Emerge Computational Filesystem.
Project description
Serverless, object-oriented, computational file system for python
emerge combines the notion of an object persistent store and service API mesh into one design as a distributed filesystem with computational features.
Whereas with current REST/API type architectural patterns, you would do the following:
- Create database schemas representing your data objects (data modeling)
- Retrieve data from databases using separate query language (e.g. SQL)

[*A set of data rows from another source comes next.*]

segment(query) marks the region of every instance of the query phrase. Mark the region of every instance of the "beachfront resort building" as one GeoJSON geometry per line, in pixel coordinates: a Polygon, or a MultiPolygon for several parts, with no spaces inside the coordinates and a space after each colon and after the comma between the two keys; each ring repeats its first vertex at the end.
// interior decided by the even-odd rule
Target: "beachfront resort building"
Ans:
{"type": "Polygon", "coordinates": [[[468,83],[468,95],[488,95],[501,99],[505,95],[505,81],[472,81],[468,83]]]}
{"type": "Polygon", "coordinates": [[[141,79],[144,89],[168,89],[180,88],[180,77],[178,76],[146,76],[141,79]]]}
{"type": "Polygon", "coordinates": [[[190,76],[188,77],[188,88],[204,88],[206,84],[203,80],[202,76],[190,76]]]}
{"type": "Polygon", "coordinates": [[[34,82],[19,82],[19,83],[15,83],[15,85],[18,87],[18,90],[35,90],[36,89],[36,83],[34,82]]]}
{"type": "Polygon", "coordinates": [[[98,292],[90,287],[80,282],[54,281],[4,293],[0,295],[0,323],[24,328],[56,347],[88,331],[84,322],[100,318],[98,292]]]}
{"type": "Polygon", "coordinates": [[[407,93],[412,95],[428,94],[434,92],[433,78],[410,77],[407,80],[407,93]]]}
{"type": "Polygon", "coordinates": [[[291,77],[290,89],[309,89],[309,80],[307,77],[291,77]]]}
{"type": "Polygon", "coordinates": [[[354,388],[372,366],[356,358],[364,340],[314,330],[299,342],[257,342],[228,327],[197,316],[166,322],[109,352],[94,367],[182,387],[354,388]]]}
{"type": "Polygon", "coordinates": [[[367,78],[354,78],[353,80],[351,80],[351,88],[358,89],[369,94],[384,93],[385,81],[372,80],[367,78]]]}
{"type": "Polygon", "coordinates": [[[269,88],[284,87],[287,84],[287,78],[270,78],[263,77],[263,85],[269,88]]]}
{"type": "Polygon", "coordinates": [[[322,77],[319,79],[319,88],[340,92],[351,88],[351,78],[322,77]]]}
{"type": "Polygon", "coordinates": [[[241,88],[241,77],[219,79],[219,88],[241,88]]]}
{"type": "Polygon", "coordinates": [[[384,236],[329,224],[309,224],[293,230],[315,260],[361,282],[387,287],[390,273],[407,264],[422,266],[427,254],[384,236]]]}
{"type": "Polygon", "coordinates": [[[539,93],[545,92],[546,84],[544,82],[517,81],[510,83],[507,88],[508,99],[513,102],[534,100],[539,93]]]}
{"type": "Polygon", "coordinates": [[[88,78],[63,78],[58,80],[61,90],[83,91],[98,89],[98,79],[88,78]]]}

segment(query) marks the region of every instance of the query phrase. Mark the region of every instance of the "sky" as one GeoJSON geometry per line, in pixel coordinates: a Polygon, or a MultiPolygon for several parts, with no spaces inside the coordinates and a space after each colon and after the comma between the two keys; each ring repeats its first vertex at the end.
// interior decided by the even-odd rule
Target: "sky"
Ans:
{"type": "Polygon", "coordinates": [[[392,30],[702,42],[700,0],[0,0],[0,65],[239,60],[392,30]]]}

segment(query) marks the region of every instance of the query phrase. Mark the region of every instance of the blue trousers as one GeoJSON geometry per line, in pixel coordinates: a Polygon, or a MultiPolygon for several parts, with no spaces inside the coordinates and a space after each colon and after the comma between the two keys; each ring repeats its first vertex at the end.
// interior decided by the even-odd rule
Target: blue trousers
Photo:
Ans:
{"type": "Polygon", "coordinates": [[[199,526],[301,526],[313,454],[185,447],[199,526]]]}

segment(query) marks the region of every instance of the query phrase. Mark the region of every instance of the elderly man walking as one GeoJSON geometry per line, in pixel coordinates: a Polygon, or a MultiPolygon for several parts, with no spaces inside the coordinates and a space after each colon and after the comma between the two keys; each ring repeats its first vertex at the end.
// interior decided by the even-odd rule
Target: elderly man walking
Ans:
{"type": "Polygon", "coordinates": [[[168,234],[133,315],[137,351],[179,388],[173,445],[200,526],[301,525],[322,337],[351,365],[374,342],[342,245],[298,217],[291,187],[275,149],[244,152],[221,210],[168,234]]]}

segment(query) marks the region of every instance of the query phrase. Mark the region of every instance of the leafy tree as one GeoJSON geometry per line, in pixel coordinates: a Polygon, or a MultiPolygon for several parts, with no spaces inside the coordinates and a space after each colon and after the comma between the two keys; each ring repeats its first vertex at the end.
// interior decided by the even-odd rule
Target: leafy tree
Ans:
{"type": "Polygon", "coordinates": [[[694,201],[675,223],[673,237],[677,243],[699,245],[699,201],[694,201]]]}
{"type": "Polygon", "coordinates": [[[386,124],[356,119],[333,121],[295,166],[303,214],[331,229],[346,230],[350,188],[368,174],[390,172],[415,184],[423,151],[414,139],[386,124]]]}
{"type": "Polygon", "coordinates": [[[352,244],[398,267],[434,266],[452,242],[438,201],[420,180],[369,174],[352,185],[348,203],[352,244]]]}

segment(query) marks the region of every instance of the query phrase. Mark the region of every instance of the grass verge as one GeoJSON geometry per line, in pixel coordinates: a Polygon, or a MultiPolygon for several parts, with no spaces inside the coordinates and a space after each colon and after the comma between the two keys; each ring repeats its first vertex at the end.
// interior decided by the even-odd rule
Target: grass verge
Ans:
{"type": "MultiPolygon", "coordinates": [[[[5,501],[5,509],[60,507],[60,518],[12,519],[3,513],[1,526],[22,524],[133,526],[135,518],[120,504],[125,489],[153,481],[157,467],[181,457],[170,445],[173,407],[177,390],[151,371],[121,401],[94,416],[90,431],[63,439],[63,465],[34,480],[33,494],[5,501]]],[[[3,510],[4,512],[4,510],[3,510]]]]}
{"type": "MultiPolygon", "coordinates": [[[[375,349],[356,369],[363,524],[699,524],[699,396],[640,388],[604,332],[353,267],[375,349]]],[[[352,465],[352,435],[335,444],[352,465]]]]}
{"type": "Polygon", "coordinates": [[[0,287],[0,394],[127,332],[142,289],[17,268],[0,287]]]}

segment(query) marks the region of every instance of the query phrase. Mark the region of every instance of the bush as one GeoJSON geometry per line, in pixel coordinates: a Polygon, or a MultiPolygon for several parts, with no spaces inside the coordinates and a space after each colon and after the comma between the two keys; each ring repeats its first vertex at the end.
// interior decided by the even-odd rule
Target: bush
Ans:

- Map data query results back into objects
- Write separate code that operates on the re-hydrated objects (business logic)
- Write separate code still that exposes said operations over a network (API)
- Write separate code still that translates from incoming requests to said operations and said objects (HTTP)
- And keeping everything in sync, probably writing more code to make this maintenance headache easier
- All these transformations are slow, difficult to manage and get in the way of actual work
With emerge, you simply:
- Create a custom python class that encapsulates your data and methods that operate on that data.
- Store the objects in the emerge filesystem
- Request those objects by their path (same as a file)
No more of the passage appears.